LE NOUVEAU SOPHISME CONSTITUTIONNEL DE LA JUNTE MALIENNE : un avant-projet de Constitution déjà inconstitutionnel ?  

Sene Kunafoni

Le 11 février 2021 devrait compter dans l’histoire constitutionnelle du Mali : le colonel-major Ismaël Wagué, ministre de la Rénovation nationale, a annoncé l’élaboration d’un avant-projet de Constitution au mois de juin. Cette décision découlant des accords d’Alger a été rendue publique alors que se tenait, à Kidal, une réunion du comité suivant les avancées du compromis signé en 2015. D’emblée se pose le problème de la légitimité d’une telle résolution prise par un régime de colonels qui ont fomenté un coup d’État et suspendu la Constitution de la IIIe République, puis l’ont remplacée par une charte dite de « transition » – en réalité une « paraconstitution » – à laquelle les citoyens n’ont pas eu à donner leur assentiment. Mais encore, puisque le pouvoir constituant originaire est l’organe chargé d’écrire une Constitution, qui le détient de droit ? Comment désigner ceux qui vont devoir l’exercer ? Quelle sera leur légitimité ? Ces questions, simples en apparence, posent des problèmes assez complexes que nous nous proposons d’exposer.

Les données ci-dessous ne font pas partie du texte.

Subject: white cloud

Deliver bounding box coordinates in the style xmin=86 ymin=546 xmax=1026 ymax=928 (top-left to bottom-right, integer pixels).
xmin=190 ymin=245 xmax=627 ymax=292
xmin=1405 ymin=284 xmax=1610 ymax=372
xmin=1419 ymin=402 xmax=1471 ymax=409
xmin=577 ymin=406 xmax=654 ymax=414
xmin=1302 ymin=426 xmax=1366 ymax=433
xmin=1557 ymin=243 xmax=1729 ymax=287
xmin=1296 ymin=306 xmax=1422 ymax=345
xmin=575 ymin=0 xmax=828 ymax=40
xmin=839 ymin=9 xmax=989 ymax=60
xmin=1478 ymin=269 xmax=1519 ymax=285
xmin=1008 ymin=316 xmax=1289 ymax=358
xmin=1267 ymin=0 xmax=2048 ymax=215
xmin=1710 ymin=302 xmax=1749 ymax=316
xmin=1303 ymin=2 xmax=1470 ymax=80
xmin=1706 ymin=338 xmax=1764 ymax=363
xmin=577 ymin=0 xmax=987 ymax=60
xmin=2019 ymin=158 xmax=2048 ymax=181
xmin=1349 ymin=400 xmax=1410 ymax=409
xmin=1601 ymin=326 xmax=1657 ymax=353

Les juristes nous apprennent ainsi que la Constitution est adoptée soit par une Assemblée constituante au nom du peuple souverain, soit après que ce dernier s’est prononcé par référendum sur le projet que ses représentants lui ont proposé. Toutefois, rien n’indique comment choisir ces derniers lorsqu’il s’agit de rédiger la première Constitution d’un État, ou lorsqu’une révolution ou un coup d’État ont eu lieu. Or, au vu des mesures prises par les militaires au pouvoir depuis le coup d’État du 18 août 2020, il est tout à fait vraisemblable que l’armée, qui dirige le Mali, fasse du Conseil national de Transition (CNT) une Assemblée constituante, chargée à la fois de préparer la nouvelle Constitution et de l’approuver sans la tenue d’un référendum. Mais un Parlement de transition peut-il adopter légitimement une nouvelle Constitution ? Pour nous, deux arguments s’opposent à cette hypothèse et au raisonnement vicié de la junte : d’abord, le cadre juridique et les motivations d’un avant-projet constitutionnel doivent respecter des règles strictes (I) ; ensuite, il est juridiquement impossible de faire du CNT une Assemblée constituante (II).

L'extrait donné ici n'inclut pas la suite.